TEKNOLOGI

Politik Perindustrian: Apakah Prioritas Dunia Islam Industri Permesinan?

Di tengah persaingan global, satu hal yang jarang disadari masyarakat awam adalah kekuatan sebuah negara bukan hanya ditentukan oleh cadangan alam atau jumlah tenaga kerja, tetapi oleh kekuatan industrinya. Lebih jauh lagi, industri permesinan menempati posisi paling strategis dalam rantai pembangunan sebuah bangsa.

Mengapa demikian? Karena mesin adalah “induk” dari semua industri. Tanpa kemampuan memproduksi mesin sendiri, sebuah negara hanya akan menjadi konsumen abadi, bergantung pada produk asing, dan sulit berdiri tegak dalam kemandirian ekonomi maupun pertahanan.

Lihatlah sejarah Eropa dan Jepang. Revolusi industri yang mengubah dunia berawal dari penguasaan teknologi mesin. Jepang pasca Perang Dunia II tidak langsung membuat mobil atau elektronik, mereka terlebih dahulu membangun kemampuan mesin perkakas (machine tools), karena dari situlah lahir industri mobil, pesawat, bahkan robotika.

Sayangnya, banyak negeri Muslim masih sibuk mengekspor bahan mentah seperti minyak, gas, batu bara, atau mineral, kemudian mengimpor kembali produk jadinya dengan harga yang berkali-kali lipat. Kita seolah hanya menjadi penyedia bahan bakar bagi peradaban orang lain. Padahal, Islam pernah menunjukkan bahwa peradaban tidak lahir dari mentalitas konsumen, melainkan dari semangat inovasi dan kemandirian.

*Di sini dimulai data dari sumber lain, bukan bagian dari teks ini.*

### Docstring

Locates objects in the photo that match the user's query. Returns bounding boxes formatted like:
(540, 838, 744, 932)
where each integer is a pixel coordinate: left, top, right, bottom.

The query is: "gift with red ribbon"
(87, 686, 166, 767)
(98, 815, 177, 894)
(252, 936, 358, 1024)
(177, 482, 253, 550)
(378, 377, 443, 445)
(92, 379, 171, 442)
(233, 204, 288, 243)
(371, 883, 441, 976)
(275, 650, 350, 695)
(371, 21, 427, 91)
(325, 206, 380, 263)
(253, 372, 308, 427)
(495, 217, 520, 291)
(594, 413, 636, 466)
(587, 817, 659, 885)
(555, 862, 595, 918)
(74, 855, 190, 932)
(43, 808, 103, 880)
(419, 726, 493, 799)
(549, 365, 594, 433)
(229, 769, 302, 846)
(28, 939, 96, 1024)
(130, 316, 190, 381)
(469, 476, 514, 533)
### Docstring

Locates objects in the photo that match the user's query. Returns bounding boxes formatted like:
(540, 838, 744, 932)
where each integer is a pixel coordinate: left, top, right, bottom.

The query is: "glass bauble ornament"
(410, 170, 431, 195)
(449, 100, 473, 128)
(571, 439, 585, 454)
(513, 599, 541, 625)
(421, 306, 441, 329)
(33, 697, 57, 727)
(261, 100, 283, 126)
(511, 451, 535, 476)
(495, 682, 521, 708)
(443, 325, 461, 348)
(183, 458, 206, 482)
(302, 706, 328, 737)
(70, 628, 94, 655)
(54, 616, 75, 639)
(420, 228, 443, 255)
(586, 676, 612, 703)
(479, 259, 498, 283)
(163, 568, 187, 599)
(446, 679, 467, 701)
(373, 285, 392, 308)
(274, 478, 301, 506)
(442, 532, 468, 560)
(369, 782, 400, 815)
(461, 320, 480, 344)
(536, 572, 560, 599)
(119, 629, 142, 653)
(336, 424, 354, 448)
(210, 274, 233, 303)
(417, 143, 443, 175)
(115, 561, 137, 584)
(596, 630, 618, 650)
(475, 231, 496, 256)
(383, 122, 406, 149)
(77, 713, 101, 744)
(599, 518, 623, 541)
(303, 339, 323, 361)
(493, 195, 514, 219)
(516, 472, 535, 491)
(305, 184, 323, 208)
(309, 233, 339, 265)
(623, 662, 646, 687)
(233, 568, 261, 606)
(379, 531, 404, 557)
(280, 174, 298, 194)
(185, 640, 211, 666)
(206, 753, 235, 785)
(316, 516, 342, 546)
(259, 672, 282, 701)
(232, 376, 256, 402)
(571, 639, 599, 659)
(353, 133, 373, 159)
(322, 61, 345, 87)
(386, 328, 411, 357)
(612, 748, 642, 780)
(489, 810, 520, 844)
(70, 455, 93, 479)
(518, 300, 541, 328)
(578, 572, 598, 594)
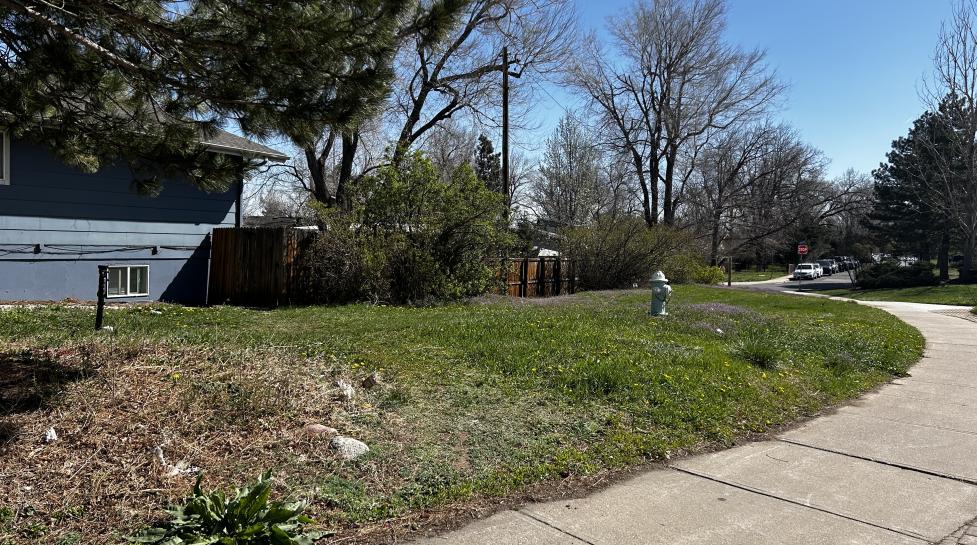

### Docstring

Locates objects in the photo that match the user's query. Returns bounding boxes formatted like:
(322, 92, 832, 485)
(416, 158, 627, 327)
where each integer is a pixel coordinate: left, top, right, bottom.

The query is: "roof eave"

Dalam sejarah Islam, kita mengenal ilmuwan seperti Al-Jazari dengan “Kitab fi Ma‘rifat al-Hiyal al-Handasiyyah” (Buku Pengetahuan tentang Alat Mekanik) yang memuat ratusan rancangan mesin otomatis. Di era keemasan peradaban Islam, yakni Khilafah Abbasiyah, umat Islam tidak hanya menjadi pengguna, tapi produsen pengetahuan teknis yang kemudian diadopsi oleh Barat.

Pertanyaannya: mengapa kini umat Islam tertinggal? Salah satu jawabannya adalah politik perindustrian yang tidak berpihak pada kemandirian mesin. Kita terlalu sibuk membangun gedung tinggi dan infrastruktur konsumtif, tetapi melupakan industri pondasi yang menopang semua sektor.

Industri permesinan bukan hanya soal ekonomi, melainkan soal martabat dan kedaulatan. Bayangkan, tanpa kemampuan memproduksi mesin sendiri, bagaimana mungkin dunia Islam berbicara soal pertahanan, pangan, energi terbarukan, atau kesehatan modern? Semuanya bergantung pada kemampuan merancang dan membuat mesin.

Oleh karena itu, politik perindustrian bagi negara-negara Muslim harus diarahkan pada tiga langkah strategis:

Membangun industri permesinan mandiri: Negara memiliki kemampuan untuk membuat suku cadang, alat transportasi, hingga sistem pertahanan.

Mengintegrasikan riset dan industri: Kampus dan pusat penelitian di dunia Islam tidak boleh berhenti pada jurnal, tetapi harus melahirkan prototipe dan produksi nyata.

Kerja sama intra-dunia Islam: Bayangkan jika negara-negara Muslim bergabung dalam konsorsium industri permesinan. Dunia Islam tidak lagi hanya sebagai pasar, tetapi menjadi produsen global.

Allah Ta’ala berfirman di dalam Al-Qur’an, yang artinya: “Dan siapkanlah untuk menghadapi mereka kekuatan apa saja yang kamu sanggupi…” (QS. Al-Anfal [8] ayat 60). Maksud kekuatan tersebut tentu bukan hanya kekuatan militer, namun juga kekuatan industri yang menopang kepentingan negara dan kedaulatan umat.

Oleh karena itu, jika dunia Islam ingin kembali mencapai puncak kejayaannya, kita harus berani memprioritaskan industri permesinan. Sebab dari politik perindustrian yang tepat, peradaban Islam kembali akan menjadi harapan umat. []

Andrian Permana, PhD Student in Mechanical Engineering, KFUPM, Saudi Arabia.